- Mathematics
- Also: resource theory
- Also: resource theories of quantum information
Quantum Resource Theory
Quantum resource theory is a formal framework for quantifying and manipulating quantum resources such as entanglement, coherence, and magic, identifying which transformations are possible under restricted operations.
Quantum resource theory provides a unified mathematical language for asking: “What can be done with a quantum state that cannot be done classically, and how much of that resource does the state contain?” It was developed systematically from the 2000s onward, drawing on earlier work in entanglement theory.
The Structure of a Resource Theory
Every quantum resource theory consists of three components:
-
Free states: States that contain none of the resource. These are the “cheap” or “classical” states. In entanglement theory, free states are separable (unentangled) states. In coherence theory, they are diagonal density matrices in a fixed basis.
-
Free operations: Operations that cannot create the resource from free states. They map free states to free states. Examples: local operations and classical communication (LOCC) for entanglement, and incoherent operations for coherence.
-
Resource states and measures: States that are not free contain the resource. Quantitative measures (such as entanglement entropy or coherence relative entropy) assign an amount of resource to each state.
The central question of any resource theory is: given state rho and target state sigma, can rho be converted to sigma using free operations? And if so, how many copies of rho are needed per copy of sigma?
Entanglement Theory
The resource theory of entanglement is the oldest and most developed. The resource is quantum entanglement between two (or more) parties. Free states are separable states. Free operations are LOCC (local operations and classical communication).
Key results include: the maximally entangled Bell state is the gold standard resource, entanglement can be distilled (many weakly entangled states converted to fewer Bell pairs), and entanglement cannot be created by LOCC alone. Entanglement entropy E(rho) = -Tr(rho_A log rho_A) quantifies the resource for pure states.
Coherence Theory
In coherence theory, the resource is quantum superposition relative to a fixed computational basis. Free states are density matrices diagonal in that basis (no off-diagonal terms). Free operations are incoherent operations (those that cannot create coherence).
Coherence is the resource that enables interference effects in quantum algorithms and is directly related to the Hadamard gate’s ability to create superpositions.
Resource Theory of Magic
The resource theory of magic (or non-stabilizerness) takes Clifford circuits as the free operations and stabilizer states as the free states. The resource is “magic” - the non-Clifford character of a state.
This theory directly quantifies the cost of universal quantum computation. Every non-stabilizer state contains some magic.

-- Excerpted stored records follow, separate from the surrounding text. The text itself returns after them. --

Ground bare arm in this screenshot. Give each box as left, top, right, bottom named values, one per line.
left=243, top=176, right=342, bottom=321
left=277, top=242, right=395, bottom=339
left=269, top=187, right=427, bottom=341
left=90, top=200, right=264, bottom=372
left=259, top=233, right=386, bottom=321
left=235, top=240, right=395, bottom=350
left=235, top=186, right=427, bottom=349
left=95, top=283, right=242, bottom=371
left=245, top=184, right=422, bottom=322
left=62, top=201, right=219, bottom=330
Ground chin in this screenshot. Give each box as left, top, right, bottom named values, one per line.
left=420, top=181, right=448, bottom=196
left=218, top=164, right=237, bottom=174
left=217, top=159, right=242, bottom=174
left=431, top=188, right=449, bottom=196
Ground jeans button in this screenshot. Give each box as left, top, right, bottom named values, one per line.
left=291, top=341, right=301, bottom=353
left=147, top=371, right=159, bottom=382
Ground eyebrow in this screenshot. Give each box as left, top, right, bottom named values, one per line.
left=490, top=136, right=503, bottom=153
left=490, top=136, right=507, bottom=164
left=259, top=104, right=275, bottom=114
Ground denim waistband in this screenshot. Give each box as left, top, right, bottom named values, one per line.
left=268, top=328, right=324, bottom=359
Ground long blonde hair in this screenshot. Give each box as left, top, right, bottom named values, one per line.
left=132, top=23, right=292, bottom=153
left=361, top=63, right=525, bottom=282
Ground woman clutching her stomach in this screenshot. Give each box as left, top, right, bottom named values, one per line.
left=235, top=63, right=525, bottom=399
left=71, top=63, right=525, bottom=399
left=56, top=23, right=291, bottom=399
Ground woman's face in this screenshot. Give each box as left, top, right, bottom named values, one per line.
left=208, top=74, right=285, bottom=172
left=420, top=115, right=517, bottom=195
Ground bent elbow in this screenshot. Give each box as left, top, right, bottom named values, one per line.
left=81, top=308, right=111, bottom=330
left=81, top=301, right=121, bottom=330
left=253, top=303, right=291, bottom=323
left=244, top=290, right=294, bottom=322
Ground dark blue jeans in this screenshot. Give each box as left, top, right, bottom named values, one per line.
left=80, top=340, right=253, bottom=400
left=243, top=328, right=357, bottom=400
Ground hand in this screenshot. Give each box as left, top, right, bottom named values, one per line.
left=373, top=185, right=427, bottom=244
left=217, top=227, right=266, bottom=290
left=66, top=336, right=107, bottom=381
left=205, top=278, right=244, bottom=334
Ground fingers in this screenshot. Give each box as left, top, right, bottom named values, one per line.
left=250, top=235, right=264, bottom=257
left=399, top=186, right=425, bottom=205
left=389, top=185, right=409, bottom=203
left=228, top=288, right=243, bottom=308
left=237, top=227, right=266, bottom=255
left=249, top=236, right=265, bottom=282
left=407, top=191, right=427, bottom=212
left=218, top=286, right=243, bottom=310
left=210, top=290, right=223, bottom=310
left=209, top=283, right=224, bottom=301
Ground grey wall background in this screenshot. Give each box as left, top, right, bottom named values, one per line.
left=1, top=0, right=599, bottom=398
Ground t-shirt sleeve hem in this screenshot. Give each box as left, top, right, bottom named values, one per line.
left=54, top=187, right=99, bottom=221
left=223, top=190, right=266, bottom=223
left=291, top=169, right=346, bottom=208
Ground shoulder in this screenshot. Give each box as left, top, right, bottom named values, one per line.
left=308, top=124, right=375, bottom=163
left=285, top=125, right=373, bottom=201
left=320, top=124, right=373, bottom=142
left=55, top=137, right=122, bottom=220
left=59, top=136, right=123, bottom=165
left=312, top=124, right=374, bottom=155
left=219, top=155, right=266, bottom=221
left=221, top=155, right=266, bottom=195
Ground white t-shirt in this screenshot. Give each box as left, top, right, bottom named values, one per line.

The T state |T> = (|0> + exp(i*pi/4)|1>) / sqrt(2) is a canonical magic state. Measures of magic include the robustness of magic and the mana.
The resource theory of magic explains why magic state distillation is necessary: you cannot create magic from stabilizer states using Clifford operations, just as you cannot create entanglement from separable states using LOCC.
Thermodynamic Quantum Resources
Resource theories also apply to quantum thermodynamics. Free states are thermal equilibrium states at a fixed temperature. Free operations are thermal operations (energy-preserving interactions with a heat bath). The resource is the free energy available to do work. This connects quantum information theory to statistical mechanics and enables analysis of quantum heat engines and refrigerators.
Practical Implications
Resource theories make precise statements about impossibility (no-go theorems) and possibility (conversion rates). They provide tools for quantifying how “useful” a state is for a given task, guiding hardware benchmarking and algorithm design. For quantum computing, the most practically important resource theories are entanglement (for quantum communication and teleportation) and magic (for fault-tolerant computation overhead estimation).